TIC - THE INSURANCE COMPANY
This competition has a twofold purpose. One is to obtain a better understanding of the commonalities and differences between different inductive methods by applying a range of methods to a single analysis problem and comparing the solutions. The second purpose is to increase public awareness of available technology. The number of practical applications of Machine Learning is growing quickly and most applications are in data mining. However, still the technology is not well-known and a competition is a method for increasing public awareness. The competition is associated with the Benelearn workshop 1999 to be held in Maastricht, 5 November 1999. At the Benelearn workshop the winner of the competition will be announced and a session of the workshop will be dedicated to discussion of the solutions. Authors of successful solutions will be invited to present their solution and to contribute to a joint paper on the competition problem (to be written after the workshop).
The competition will focus on benchmarking competitive techniques like machine learning, neural networks, evolutionary computing and statistics and on demonstrating the use of these disciplines in addressing real-world issues. The competition should provide comparisons of the performance and relevance of the different approaches and give participants the chance to present their own methods and combinations of techniques.
2. Problem statement
The data used in this problem represent a frequently occurring problem: analysis of data about customers of a company, in this case an insurance company. Information about customers consists of 86 variables and includes product usage data and socio-demographic data derived from zip codes. The data was supplied by the Dutch data mining company Sentient Machine Research, and is based on real world business data.
The competition consists of two tasks:
Judgment of the results
The prediction and description tasks are evaluated differently.
This task involves predicting if a customer will have a caravan insurance policy from other data about the customer. The training set contains 5823 descriptions of customers, including the information if they have a caravan insurance policy and the testset contains 4000 customers of whom only the organisers know if they have a caravan insurance policy.
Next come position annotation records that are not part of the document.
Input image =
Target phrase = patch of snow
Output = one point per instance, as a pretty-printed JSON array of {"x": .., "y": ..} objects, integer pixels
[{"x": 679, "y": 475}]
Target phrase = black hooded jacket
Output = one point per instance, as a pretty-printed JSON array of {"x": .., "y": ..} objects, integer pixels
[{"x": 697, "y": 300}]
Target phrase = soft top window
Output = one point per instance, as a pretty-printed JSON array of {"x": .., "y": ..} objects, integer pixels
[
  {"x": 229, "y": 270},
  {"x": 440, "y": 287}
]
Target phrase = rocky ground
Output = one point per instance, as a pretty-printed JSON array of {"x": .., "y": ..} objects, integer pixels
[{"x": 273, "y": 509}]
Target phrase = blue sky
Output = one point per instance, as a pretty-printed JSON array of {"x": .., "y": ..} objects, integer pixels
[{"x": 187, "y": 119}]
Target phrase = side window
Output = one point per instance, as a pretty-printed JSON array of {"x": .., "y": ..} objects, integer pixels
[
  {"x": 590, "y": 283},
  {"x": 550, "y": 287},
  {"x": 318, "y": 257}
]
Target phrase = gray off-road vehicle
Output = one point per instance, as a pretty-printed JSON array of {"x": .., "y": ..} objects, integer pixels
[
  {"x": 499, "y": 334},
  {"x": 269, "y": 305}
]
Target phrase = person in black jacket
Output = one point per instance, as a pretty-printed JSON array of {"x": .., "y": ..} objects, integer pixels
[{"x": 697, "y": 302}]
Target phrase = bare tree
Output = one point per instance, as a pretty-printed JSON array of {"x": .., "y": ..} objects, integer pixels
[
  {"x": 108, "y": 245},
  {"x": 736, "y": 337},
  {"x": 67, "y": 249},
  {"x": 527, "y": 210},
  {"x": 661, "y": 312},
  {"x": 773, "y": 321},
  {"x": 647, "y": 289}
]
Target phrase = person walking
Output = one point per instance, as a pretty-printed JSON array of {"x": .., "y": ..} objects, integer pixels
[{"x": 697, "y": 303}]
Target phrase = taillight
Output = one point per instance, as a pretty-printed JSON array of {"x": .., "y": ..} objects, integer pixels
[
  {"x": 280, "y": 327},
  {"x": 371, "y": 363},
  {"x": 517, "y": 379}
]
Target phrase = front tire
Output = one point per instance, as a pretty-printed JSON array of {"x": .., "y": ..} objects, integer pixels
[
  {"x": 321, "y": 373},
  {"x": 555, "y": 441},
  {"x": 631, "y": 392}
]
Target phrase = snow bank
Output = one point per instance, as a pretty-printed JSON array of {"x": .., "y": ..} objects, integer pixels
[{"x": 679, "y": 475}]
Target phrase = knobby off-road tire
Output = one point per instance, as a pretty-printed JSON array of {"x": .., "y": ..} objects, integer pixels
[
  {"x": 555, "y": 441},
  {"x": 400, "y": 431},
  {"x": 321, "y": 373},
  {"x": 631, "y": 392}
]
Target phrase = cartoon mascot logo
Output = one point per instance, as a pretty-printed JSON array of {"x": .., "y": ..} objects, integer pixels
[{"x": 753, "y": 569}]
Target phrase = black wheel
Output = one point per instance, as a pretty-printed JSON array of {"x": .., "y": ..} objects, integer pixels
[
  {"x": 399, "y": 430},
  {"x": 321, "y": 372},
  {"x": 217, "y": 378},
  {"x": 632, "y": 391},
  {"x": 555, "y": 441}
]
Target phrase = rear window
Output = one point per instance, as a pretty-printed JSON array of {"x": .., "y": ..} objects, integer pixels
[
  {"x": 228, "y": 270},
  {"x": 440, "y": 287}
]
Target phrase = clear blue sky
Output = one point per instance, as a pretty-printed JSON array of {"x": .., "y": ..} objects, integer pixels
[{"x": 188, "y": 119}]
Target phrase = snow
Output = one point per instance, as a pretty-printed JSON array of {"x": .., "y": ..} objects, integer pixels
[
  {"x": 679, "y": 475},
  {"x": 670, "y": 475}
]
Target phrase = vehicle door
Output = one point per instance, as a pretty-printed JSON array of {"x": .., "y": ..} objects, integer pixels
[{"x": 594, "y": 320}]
The prediction task is motivated by the decision to include customers in a mailing. Mail will be sent only to customers with a high probability of becoming caravan policy holders. The underlying problem is therefore to the find the subset of customers with a probability of having a caravan insurance policy above some boundary probability. (The known policy holders can then be removed and the rest receives a mailing.) The boundary depends on the costs and benefits such as of the costs of mailing and benefit of selling insurance policies. To approximate this problem we do not ask to predict "caravan policy holding" but to find the set of 800 customers in the testset that has the highest probability of having a caravan insurance policy. For each set of 800 the number of actual policy holders will be counted and this gives the score of a solution.
When two solutions have equal scores, the winner will be the solution that was submitted first. For details of the submission format see below.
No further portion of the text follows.